Lua: is there a need to use hash of string as a key in lua tables


I want to keep a list of words (let's say 20k). The only purpose of it is to check if the given word exists there. So, it's going be something known as a hash set.

-- dict here is just an example, it's going to be loadaed from a text file
dict = {["foo"] = true, ["bar"] = true, ...}


function dict.contains(self, word) do
    return self[word]
end

Is this option good enough? Or maybe this one would be better:

-- hash(string) is an exisiting external function

dict = {hash("foo") = true, hash("bar") = true, ... up to 20k}

function dict.contains(self, word) do
    return self[hash(word)]
end

I am inclining to vote for the 2nd option but thinking of internal implementation of lua hashes makes me a little bit confused. If it is just an address of an interned string, probably the 1st option is quite good one (in terms of memory consumption and better performance)? But from the other side, it should be good for statically defined tables (with interned strings). While I am going to load keys, maybe the 2nd options is still better?


Solution

  • Hash sets in Lua

    Yes, a table with string keys and truthy values (usually true) is the idiomatic, and most likely most efficient, way to implement a hash set of strings (or numbers, or "pointers" (like functions or tables, which are compared by reference)) in Lua.

    Method - data name collisions

    This however:

    function dict.contains(self, word) do
        return self[word]
    end
    

    is a bad idea, because suddenly dict:contains("contains") will be truthy (it will be the contains function).

    Similarly, dict.word will suddenly be truthy as well, even though you probably want all accesses to go through contains.

    I'd recommend just directly doing something like if words[word] then rather than unnecessarily complicating this by forcing it into an OOP style when it is not needed or useful. If you do want this, encapsulate the internal "set" of words, so store it in a field like dict._words to not have the methods conflict with the actual data you're storing.


    Premature optimization concerns

    Is this option good enough?

    It most probably is - try it and see. "20k" is a very small number of words for Lua to handle. I see no reason why the first solution shouldn't be fully satisfying.

    In asymptotical terms, accessing this table - both to insert new strings, or to get strings - has expected constant time complexity.

    Using the optimized hash table implementation provided by your Lua implementation is most probably a better idea than rolling your own.

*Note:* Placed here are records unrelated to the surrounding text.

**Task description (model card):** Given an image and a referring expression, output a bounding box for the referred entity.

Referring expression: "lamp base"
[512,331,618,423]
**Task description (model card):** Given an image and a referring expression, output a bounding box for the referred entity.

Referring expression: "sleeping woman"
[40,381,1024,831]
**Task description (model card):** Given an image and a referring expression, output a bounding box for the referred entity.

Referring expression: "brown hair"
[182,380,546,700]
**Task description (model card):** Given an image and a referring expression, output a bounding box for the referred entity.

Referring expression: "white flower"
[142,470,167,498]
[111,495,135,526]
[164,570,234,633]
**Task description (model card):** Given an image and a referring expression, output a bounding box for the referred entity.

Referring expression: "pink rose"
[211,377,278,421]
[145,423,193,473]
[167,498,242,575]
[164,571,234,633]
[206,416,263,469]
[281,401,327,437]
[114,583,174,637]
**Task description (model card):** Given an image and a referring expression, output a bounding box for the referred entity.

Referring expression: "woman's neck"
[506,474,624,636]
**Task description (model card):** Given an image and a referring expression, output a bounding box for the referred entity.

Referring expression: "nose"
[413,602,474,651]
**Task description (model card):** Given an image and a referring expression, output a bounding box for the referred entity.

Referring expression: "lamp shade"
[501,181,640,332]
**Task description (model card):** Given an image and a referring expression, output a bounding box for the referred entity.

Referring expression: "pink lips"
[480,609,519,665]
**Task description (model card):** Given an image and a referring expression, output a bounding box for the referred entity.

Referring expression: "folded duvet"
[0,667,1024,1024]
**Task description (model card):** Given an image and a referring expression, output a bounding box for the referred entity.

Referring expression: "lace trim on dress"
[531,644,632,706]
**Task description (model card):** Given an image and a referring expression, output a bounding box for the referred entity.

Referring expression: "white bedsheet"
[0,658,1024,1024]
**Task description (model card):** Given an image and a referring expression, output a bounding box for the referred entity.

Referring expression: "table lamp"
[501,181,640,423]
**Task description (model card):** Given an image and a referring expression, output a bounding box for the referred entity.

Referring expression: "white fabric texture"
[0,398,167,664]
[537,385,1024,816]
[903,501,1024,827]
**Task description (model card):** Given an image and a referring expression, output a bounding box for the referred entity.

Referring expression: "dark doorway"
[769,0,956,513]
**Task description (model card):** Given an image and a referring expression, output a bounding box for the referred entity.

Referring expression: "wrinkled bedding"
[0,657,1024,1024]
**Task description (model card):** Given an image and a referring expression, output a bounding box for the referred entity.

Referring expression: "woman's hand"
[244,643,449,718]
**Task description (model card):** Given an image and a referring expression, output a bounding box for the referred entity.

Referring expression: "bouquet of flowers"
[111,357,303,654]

    Or maybe this one would be better: [...] I am inclining to vote for the 2nd option

    So far you have provided no reason why it should be better, and barring exceptional circumstances, I don't think it will be. In many aspects, it's very blatantly worse:

    • It's more complex. This complexity would need to be justified.
    • It adds overhead. You need your own hashing of strings; you'll be duplicating the work Lua is already doing when it interns strings itself.
    • A hashing algorithm written in Lua is very unlikely to outperform the optimized hashing algorithm present in your Lua implementation, especially if you're using a well-optimized one like LuaJIT.

    If it is just an address of an interned string, probably the 1st option is quite good one (in terms of memory consumption and better performance)?

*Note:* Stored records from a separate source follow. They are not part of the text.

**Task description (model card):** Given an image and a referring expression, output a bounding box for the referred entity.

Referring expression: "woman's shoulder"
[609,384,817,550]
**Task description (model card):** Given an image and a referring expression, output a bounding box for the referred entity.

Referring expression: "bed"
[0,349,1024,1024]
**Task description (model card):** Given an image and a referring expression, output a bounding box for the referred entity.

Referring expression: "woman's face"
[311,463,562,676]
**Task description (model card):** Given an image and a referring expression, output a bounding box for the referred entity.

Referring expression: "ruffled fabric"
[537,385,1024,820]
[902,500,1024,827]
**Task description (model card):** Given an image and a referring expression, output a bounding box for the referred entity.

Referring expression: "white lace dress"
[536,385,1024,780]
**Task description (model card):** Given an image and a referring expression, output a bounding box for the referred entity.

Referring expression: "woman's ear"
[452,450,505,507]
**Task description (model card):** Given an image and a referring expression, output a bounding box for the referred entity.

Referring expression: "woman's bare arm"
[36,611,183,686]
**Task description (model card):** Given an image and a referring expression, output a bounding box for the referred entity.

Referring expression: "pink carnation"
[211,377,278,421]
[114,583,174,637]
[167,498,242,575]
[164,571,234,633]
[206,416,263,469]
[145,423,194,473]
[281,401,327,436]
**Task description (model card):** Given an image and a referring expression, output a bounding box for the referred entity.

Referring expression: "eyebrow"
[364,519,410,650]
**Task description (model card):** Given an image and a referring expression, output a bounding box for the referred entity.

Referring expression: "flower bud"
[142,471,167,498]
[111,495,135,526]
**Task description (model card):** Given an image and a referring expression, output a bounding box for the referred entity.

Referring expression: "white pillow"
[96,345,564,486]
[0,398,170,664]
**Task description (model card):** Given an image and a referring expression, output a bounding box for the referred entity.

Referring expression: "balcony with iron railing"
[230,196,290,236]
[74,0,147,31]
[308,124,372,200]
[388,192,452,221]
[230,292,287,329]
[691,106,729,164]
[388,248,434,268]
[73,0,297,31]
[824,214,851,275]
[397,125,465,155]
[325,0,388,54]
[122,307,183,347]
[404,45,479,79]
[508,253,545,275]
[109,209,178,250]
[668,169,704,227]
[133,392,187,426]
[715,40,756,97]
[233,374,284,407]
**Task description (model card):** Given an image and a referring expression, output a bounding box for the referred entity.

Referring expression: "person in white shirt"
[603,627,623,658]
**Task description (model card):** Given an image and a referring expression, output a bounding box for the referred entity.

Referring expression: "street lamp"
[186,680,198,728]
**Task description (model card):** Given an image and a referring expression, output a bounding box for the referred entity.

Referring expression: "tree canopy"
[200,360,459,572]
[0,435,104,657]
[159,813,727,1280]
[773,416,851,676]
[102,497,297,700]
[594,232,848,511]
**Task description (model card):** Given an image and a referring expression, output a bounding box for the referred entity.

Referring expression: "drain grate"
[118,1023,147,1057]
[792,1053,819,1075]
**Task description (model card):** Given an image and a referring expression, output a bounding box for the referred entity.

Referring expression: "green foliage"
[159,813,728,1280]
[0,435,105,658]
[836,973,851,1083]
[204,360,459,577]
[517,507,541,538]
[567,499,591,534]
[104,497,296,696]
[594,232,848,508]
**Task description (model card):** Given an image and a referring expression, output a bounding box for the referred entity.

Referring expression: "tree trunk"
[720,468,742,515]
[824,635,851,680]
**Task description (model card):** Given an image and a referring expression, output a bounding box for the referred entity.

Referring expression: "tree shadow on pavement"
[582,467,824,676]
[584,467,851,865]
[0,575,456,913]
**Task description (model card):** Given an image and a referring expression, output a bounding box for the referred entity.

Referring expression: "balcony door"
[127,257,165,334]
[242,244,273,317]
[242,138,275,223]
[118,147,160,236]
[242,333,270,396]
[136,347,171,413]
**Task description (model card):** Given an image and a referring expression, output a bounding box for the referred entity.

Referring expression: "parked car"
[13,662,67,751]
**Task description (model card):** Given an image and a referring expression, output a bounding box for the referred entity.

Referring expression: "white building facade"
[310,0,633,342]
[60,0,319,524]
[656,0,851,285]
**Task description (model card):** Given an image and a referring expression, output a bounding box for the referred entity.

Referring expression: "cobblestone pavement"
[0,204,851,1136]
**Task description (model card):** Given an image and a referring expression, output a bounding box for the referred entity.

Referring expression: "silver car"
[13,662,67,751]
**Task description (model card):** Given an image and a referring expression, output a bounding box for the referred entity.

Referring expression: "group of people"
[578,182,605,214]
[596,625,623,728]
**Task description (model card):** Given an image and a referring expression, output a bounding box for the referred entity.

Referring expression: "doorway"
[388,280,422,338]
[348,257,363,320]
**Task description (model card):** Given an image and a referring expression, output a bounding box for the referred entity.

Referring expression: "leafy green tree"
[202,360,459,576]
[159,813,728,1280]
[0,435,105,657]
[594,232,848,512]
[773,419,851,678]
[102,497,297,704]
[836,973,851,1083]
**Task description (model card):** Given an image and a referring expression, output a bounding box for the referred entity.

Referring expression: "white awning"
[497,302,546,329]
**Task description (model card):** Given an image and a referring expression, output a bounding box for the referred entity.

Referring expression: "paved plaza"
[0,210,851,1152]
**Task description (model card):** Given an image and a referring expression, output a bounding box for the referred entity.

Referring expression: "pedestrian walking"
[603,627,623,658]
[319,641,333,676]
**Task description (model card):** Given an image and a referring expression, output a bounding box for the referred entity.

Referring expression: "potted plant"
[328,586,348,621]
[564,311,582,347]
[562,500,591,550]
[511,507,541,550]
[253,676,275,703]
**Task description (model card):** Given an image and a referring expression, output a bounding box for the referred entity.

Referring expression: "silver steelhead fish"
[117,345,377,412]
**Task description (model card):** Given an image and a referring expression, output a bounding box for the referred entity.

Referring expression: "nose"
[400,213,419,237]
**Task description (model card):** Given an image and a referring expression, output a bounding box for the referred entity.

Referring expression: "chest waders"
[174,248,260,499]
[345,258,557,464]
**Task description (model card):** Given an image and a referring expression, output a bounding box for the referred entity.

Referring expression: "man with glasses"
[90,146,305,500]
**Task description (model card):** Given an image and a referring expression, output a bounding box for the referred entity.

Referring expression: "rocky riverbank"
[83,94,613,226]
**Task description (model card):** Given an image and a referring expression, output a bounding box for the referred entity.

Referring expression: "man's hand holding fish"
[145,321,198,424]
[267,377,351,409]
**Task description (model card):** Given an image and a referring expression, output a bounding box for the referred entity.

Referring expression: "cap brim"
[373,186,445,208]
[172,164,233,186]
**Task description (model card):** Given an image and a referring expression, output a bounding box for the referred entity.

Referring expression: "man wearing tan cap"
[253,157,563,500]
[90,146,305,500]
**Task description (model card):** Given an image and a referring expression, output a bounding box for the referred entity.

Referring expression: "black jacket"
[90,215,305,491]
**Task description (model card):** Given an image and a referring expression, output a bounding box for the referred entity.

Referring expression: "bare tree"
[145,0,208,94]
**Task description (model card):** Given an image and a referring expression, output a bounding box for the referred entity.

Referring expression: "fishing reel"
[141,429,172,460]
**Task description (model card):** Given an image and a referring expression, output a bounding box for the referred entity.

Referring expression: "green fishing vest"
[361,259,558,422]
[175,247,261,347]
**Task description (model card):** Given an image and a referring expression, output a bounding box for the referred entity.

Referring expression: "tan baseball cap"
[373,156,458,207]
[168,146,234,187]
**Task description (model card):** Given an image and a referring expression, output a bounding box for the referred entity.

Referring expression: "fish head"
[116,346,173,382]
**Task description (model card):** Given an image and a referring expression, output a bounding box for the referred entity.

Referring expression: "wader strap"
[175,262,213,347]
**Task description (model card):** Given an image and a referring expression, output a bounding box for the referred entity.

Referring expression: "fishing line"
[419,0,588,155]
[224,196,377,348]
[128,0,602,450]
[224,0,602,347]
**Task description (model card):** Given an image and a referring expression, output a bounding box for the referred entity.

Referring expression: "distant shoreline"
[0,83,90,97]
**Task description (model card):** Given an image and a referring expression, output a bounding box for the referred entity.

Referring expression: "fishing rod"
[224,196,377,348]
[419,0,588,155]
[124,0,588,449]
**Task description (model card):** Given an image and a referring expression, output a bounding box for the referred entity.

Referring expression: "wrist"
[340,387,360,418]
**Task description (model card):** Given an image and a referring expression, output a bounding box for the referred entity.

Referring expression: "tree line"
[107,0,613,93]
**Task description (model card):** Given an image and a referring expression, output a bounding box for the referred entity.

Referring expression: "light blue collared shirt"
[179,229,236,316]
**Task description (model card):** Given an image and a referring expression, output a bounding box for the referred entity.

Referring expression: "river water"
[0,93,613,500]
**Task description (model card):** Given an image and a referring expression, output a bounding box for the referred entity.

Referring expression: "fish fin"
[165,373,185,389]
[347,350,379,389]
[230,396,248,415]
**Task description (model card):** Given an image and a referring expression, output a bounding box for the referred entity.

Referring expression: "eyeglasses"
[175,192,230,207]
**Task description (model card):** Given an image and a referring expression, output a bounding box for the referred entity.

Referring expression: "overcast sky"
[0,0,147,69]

    Yes, on Lua 5.2 and earlier, all strings are interned and there is no way to turn this off. What this practically means is that different strings have different addresses, same strings reuse the same memory. String comparison is a simple address comparison and thus constant time. This is what enables table access to always be O(1) instead of O(length of string).

    So indeed, on Lua 5.2 and earlier, the first option is most certainly better, and by a lot.

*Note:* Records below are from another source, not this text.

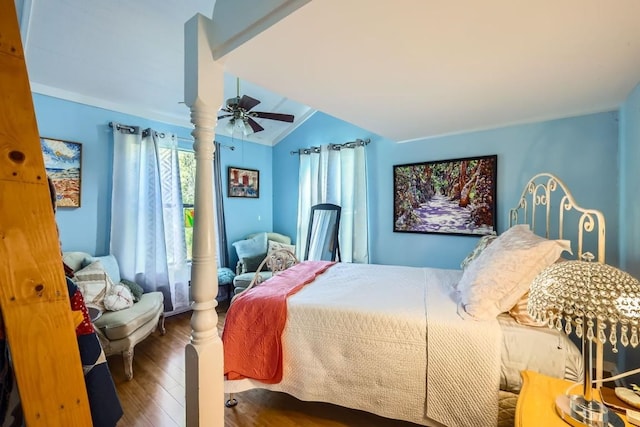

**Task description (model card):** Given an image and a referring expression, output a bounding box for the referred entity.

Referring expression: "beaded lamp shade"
[527,254,640,426]
[527,261,640,353]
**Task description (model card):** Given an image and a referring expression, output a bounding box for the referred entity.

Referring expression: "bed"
[223,174,604,427]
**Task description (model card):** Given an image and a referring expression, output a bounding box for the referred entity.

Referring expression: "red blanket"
[222,261,335,384]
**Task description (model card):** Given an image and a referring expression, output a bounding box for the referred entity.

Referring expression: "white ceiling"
[16,0,640,144]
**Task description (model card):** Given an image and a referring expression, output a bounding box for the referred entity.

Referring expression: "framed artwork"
[393,155,498,236]
[227,166,260,199]
[40,138,82,208]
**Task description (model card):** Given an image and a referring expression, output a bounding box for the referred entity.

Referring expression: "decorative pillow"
[458,224,571,320]
[82,255,121,283]
[74,261,113,311]
[460,234,498,270]
[104,283,133,311]
[120,279,144,302]
[509,257,567,326]
[242,252,267,273]
[267,240,296,256]
[218,267,236,286]
[509,291,547,326]
[233,233,267,259]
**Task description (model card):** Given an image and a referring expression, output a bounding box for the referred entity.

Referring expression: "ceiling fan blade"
[251,111,294,123]
[247,117,264,132]
[238,95,260,111]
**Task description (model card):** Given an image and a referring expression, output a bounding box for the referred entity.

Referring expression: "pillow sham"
[120,279,144,302]
[509,291,547,326]
[460,234,498,270]
[267,240,296,256]
[232,233,267,259]
[82,255,121,283]
[458,224,571,320]
[104,283,133,311]
[240,252,267,273]
[74,261,113,311]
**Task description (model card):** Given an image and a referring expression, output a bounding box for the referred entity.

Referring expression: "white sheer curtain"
[110,123,190,311]
[296,144,369,263]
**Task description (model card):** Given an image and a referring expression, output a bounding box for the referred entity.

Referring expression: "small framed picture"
[227,166,260,199]
[393,155,498,236]
[40,138,82,208]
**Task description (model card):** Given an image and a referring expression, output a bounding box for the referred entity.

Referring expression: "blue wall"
[33,94,273,266]
[620,85,640,278]
[273,112,619,268]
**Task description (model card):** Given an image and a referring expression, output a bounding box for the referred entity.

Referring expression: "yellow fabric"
[515,371,631,427]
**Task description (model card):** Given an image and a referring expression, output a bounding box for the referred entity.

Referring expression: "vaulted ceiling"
[16,0,640,144]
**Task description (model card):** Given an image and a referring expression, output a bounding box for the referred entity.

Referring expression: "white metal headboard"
[509,173,605,263]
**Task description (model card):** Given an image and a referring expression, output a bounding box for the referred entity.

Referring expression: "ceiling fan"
[218,79,294,135]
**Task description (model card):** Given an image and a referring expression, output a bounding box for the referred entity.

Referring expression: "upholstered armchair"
[63,252,165,380]
[233,232,295,295]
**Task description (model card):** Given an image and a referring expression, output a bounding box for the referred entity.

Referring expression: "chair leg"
[122,348,133,381]
[158,313,167,335]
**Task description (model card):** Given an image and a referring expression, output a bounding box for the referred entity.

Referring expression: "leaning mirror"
[304,203,341,261]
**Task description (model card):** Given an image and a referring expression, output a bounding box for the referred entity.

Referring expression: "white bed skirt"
[225,263,501,427]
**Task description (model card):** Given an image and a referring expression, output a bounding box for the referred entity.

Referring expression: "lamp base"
[556,395,624,427]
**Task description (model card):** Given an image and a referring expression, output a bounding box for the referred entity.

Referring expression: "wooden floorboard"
[108,304,422,427]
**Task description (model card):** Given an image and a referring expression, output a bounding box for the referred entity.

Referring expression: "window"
[178,150,196,260]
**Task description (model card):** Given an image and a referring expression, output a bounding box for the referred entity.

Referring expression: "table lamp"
[527,253,640,427]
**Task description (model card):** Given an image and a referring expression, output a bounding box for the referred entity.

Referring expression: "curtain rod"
[290,138,371,156]
[109,122,236,151]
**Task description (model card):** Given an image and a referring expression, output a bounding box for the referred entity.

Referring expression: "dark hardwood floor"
[108,304,415,427]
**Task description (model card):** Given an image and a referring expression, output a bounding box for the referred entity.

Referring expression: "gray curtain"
[213,141,229,267]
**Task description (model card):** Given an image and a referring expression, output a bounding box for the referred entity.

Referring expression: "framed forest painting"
[227,166,260,199]
[40,138,82,208]
[393,155,498,236]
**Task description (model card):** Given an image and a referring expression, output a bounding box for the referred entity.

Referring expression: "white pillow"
[82,255,121,283]
[233,233,267,259]
[74,261,113,311]
[458,224,571,320]
[104,283,133,311]
[267,240,296,256]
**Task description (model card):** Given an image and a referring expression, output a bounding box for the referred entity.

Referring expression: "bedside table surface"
[515,371,632,427]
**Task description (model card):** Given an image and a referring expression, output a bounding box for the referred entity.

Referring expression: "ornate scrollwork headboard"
[509,173,605,263]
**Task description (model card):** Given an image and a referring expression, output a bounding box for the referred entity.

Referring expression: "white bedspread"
[225,264,500,427]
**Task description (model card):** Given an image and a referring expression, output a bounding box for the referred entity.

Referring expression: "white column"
[185,15,224,427]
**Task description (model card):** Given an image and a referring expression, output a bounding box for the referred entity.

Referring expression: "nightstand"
[515,371,631,427]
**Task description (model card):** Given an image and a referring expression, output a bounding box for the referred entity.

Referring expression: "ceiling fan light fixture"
[226,119,253,136]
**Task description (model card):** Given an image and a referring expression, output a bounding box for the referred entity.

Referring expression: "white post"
[185,15,224,427]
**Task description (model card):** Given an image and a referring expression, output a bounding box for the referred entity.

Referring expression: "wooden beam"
[0,0,91,426]
[209,0,311,59]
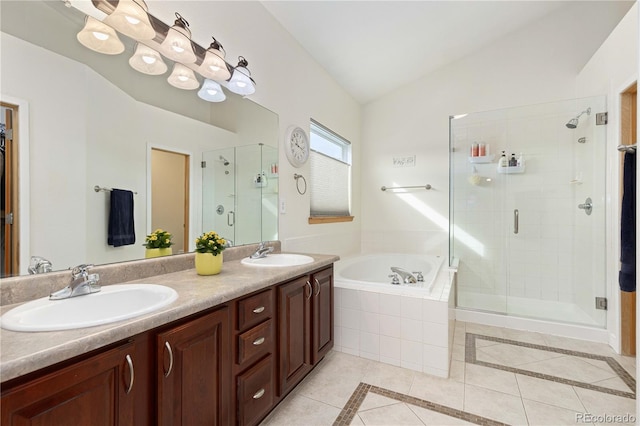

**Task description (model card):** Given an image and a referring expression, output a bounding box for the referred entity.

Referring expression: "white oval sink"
[0,284,178,331]
[240,253,313,268]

    On Lua 5.3 and later, things get a bit more complicated: Very "long" strings (think thousands of characters) are not interned anymore, but instead are hashed on-demand, meaning comparison for these long strings is O(n), as is table access.

    Now there are two "exceptional circumstances" where the custom hashing could be justified, but I consider it very unlikely that you find yourself in either one:

    1. You're using an older Lua / LuaJIT implementation which does not protect against hash collision attacks, and need to protect against such attacks, which can make table access O(n) and thus lead to denial of service. In this case, custom hashing can help - as does just "salting" the keys with a salt unknown to the attacker.
    2. With very efficient custom hashing (think implementing a very good hashing algorithm in C, which somehow beats Lua's general-purpose string hashing for your use case), you could potentially beat Lua's built-in hashing. But at that point, you should probably be writing this performance-critical code in C or another language suitable for maximizing performance to begin with.

    But from the other side, it should be good for statically defined tables (with interned strings).

    If anything, this is another plus point for using Lua's implementation.

    While I am going to load keys, maybe the 2nd options is still better?

    No.


    TL;DR: Don't optimize prematurely; you'd most likely end up with more complex, less efficient code. Simply use a table with string keys.